I find it so easy to hold the expectation that others will, without question, honor my boundaries, show respect, and be honest in relationships.
What I do not find easy, though, is holding myself responsible for these same expectations. Not to others, mind you, but to myself.
Somewhere along this healing journey of mine, I had to face the hard fact of how horribly I treat myself.
Oh, I had the proverbial list of personal boundaries and how I was planning on respecting other’s boundaries:
- I would no longer accept responsibility for another’s feelings or issues.
- I would no longer attempt to make things right or fix another.
- If my truth caused another unhappiness, I would allow them that freedom and choice, not taking it personally.
- I would choose my words precisely as to avoid confusion, interpretations, or assumptions.
- I would no longer apologize for things not my fault.
- I would gently leave relationships no longer serving my best interests.
And then, there were these:
- I would honor the boundaries of those around me by listening more than sharing.
- I would not become defensive or attack while taking the brunt of another’s feelings.
- I would lead with compassion and understanding instead of offering advice.
- I would not judge another’s choice but acknowledge their freedom to make personal choices.
The harder I worked at maintaining this list of boundaries with others, the more I realized I was not maintaining these same boundaries within myself
I was not accepting responsibility for my OWN feelings or issues. Instead, I blamed myself for having feelings.

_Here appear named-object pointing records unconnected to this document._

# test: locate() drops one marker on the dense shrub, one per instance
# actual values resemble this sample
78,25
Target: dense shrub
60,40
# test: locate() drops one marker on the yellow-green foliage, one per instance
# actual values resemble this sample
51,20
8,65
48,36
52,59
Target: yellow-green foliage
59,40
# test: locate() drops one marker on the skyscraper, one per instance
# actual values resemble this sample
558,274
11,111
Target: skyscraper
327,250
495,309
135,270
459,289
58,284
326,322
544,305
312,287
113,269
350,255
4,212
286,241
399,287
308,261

I was completely trying to “attack” things in the “right way,”(whatever that is) and defensively trying to “fix” myself, instead of letting me be me. I was taking every single thought or feeling, I had personally, as if they were the only thoughts and feelings on the planet and then would judge, judge, judge each one of them to death. I was speaking shame to myself, not love. I was not being compassionate or understanding to or with myself. I WAS NOT apologizing to myself for ANY OF THIS, and I was not serving my best interests.
I was living a nightmare. The harder I tried, the worse it all became. I had to stop.

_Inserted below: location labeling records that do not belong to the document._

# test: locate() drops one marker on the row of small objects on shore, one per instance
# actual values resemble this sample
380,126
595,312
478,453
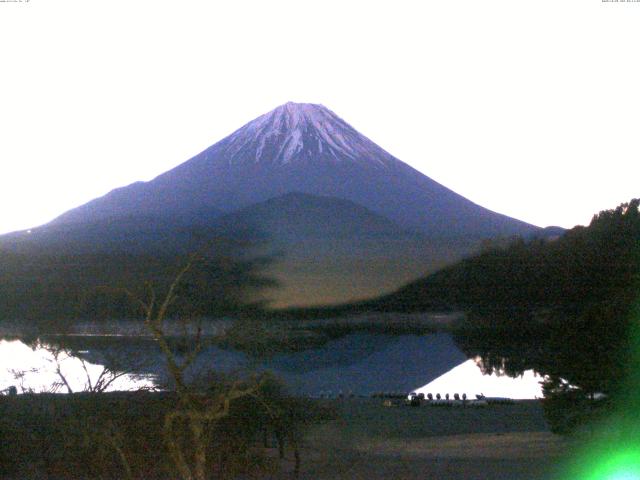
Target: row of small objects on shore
417,400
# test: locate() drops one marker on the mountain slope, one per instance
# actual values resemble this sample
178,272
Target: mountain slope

I knew the only way to the freedom of being whatever I believed was good and right, was to have super strict boundaries with and within myself. I understood boundaries preserved freedom so that freedom can be used to show compassion and act in love.
I knew my sanity was relying on not judging myself, but preserving boundaries within myself as an act of compassion towards myself. The fight to keep my boundaries would throw my behavior, of not keeping my own boundaries, back on to me, forcing me to acknowledge those negative behaviors and adjust my mindset with compassion and love granting me the freedom I so desperately desired.
I started learning the differences between shame language and love language. Every time I heard my inner self use shame language, I learned to catch it and would, instead, flood myself with love language.
I learned what self care techniques work most effectively for me and devoted one day a week to taking care of myself. I finally understood filling my cup first is essential, not selfish.
I learned how much easier it is to honor other’s boundaries, and have them honor mine, when I am honoring myself first. People truly do treat you in the same way you treat yourself.
I learned respect for the freedom my boundaries brought me. Respect so deep and fulfilling I couldn’t imagine ever wanting it to go away.
I learned to trust my intuition, my gut, myself. As I am only approaching myself with compassion and love, I learned to really listen to what my soul is telling me. And, more importantly, I learned to follow it.
I learned love. Love for the one person who I will spend the rest of my life with, day in, day out…me.
I learned I am the only one who has the power to preserve my own freedom by preserving my own boundaries.